Michael B. Jordan and Zac Efron
It’s not that we have a problem with Jordan and Efron’s appearance at the Oscars — far from it. It’s just that we’re a bit confused why their Awkward Moment co-star Miles Teller’s name was left off the list. All three men are great on their own, but together, as a young, talented, good-looking trifecta? It’d be enough to make even the most boring parts of the Oscars worth watching. Maybe Teller’s too busy becoming a superstar to attend; is too late to ask if we can we volunteer in his place?
Jessica Biel
What would prompt the Academy to invite the actress, best known for not-exactly-Oscar-worthy movies like Valentine’s Day and I Now Pronounce You Chuck and Larry, to the event? Two words: Justin. Timberlake.
Benedict Cumberbatch
Cumberbatch, who appeared in four Oscar-nominated films including August: Osage County and 12 Years a Slave, probably doesn’t need a reason to make it onto the presenters list yet we can’t help but wonder if the Academy voters had another motive for adding the actor’s name; perhaps they have Tumblr accounts, too.
John Travolta
Please, oh please, let Travolta’s appearance at the Oscars be cover for a surprise duet of beloved Christmas standard “I Think You Might Like It” with Olivia Newton-John. Yes, the actress isn’t set to appear at the show, and yeah, it’s not December, but do we really need a reason to wish that the duo would re-enact their viral video on the Oscar stage?
Kim Novak
This one is pretty baffling. Unless the Oscars are going for a Hitchcock angle (which would help explain Hitchcock star Jessica Biel’s appearance), Novak’s presence has no real explanation. Still, it’s not totally out of the blue; in May, the Vertigo star was named the Cannes Film Festival’s guest of honor, and a year before that, she cemented her footprints at the Grauman’s Chinese Theater.

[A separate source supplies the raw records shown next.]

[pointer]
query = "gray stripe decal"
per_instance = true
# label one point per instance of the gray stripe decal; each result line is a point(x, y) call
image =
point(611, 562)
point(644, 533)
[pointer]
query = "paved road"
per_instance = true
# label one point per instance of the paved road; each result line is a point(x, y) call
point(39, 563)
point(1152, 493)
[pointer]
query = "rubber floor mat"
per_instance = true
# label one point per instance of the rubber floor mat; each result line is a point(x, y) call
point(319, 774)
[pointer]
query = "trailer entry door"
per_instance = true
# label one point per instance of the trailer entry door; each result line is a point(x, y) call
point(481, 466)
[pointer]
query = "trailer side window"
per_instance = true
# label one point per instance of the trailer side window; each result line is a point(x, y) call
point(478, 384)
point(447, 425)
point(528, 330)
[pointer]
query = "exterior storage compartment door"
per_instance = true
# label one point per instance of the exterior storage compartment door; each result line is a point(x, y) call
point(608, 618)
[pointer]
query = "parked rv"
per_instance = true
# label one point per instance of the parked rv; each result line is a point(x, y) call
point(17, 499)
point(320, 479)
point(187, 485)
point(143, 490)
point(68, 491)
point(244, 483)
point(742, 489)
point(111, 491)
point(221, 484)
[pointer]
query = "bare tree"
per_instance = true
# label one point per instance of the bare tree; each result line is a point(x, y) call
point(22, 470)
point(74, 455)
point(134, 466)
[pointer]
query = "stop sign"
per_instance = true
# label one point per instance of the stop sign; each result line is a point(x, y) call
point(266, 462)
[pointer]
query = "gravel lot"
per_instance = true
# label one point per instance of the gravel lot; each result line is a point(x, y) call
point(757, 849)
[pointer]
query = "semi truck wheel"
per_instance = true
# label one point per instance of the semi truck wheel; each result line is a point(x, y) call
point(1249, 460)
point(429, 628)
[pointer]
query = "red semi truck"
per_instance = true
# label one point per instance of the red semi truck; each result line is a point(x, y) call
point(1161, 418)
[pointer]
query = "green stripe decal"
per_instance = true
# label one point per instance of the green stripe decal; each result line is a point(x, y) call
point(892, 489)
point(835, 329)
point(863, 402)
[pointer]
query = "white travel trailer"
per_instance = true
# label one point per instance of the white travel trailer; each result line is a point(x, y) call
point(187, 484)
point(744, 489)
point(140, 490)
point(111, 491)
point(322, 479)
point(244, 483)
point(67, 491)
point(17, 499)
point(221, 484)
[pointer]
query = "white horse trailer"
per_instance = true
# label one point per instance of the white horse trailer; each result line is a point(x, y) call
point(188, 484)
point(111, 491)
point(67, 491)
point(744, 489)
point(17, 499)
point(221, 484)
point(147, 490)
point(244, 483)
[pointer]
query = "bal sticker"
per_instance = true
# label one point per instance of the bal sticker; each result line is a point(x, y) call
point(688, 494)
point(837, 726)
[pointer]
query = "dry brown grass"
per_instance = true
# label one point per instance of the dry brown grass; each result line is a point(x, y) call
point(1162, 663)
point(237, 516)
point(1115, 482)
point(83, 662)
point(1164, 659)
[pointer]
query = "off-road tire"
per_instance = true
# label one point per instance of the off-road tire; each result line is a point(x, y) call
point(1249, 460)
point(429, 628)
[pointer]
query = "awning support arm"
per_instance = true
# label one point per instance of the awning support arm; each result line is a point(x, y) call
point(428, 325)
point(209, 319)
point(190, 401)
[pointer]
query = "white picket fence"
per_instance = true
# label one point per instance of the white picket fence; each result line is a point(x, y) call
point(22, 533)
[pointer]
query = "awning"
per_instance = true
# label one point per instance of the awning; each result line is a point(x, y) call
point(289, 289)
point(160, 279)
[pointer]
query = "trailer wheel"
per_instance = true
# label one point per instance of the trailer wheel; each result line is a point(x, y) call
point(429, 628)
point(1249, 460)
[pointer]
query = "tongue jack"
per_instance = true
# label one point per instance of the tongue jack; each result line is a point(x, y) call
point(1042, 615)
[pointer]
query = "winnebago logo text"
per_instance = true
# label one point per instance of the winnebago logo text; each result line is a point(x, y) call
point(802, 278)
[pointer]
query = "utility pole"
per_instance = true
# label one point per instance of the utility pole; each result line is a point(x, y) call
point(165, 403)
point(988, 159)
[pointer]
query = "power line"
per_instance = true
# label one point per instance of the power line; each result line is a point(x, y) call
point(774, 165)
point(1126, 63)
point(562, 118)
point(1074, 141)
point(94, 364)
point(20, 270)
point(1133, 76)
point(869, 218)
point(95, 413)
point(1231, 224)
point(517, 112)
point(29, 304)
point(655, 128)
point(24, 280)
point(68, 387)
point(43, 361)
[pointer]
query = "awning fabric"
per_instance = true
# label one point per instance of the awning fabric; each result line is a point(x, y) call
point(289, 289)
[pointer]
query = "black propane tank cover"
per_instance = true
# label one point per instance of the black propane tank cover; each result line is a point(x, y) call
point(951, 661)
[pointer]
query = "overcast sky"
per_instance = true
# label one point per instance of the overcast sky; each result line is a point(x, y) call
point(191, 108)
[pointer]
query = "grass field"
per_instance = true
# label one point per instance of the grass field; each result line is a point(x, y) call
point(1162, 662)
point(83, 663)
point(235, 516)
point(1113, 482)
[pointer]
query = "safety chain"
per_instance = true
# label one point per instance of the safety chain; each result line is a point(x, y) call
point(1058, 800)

Who knew we were all so filled with Kim Novak nostalgia?
Jim Carrey
Carrey’s appearance at the Oscars would be stranger if the actor hadn’t just recently pissed off Shia LaBeouf at the Golden Globes. Everyone knows that LaBeouf jokes are trendy right now; by bringing in one of his main antagonists, the Oscar producers might be hoping for an ratings boost — or at least a few good jokes aimed at the attention-hungry actor.